What makes the focus on Dearborn uniquely interesting is that this is not the first time that the city has been a spotlight on Anti-Semitic sentiment in the United States. The city first vaulted itself into the spotlight of anti-Semitism when Henry Ford, the namesake of the Ford Motor Company took over the publishing of the Dearborn Independent in the late 1910’s and early 1920’s where he coopted the local newspaper outlet to spout vicious conspiracy theories against Jews in the United States and around the world. It was this newspaper that also reintroduced the notorious Protocols of the Elders of Zion into the public’s consciousness and the newspaper’s publications were so popular in Nazi Germany that they published a collection of articles in a four-volume set titled the International Jew and subsequently served as the inspiration for Mein Kampf. Furthermore, Adolf Hitler’s enthusiasm for the writing of the Dearborn Independent were evidenced by the very fact that he issued the Golden Eagle to Henry Ford in honor of the auto magnate’s 75th birthday.
Now as we fast forward a little more than 100 years later, the city of Dearborn is continuing these anti-Semitic traditions as seen in early April when they celebrated Al-Quds Day, a day created by Ayatollah Khomeini in 1979 which encourages the widespread protesting and advocating for terrorism specifically aimed at Israel and the Zionist movement. The protest, which took place outside the Henry Ford Centennial Library, featured a wide array of signs calling not only for the Death of Israel but Death to America as well, in addition to speeches praising Hamas and encouraging attendees to return to the practice of a true Islam that encourages armed struggle against all those deemed the enemies of Allah. Similar protests took place the same weekend in New York City and various other cities around the United States all with the same goals and chants.

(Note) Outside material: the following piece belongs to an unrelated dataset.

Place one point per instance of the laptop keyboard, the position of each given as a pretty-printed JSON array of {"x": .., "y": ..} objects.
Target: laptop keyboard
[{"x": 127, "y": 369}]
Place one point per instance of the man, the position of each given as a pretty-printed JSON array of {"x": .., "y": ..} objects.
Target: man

As the situation continues to develop and the protests against Israel shift to becoming more vocally against the White House’s policies, it will be interesting to continue to watch how President Biden attempts to maintain his mixed messaging regarding the conflict, on the one hand attempting to placate the radical fringes of his party’s voting base while avoiding a total abandonment of the United States’ most critical ally in the Middle East region in addition to sending a signal that he intends to revoke his support of selling crucial military supplies to Israel, a move that will all but lock the Democratic Party entirely out of courting the Jewish voting blocs this Fall.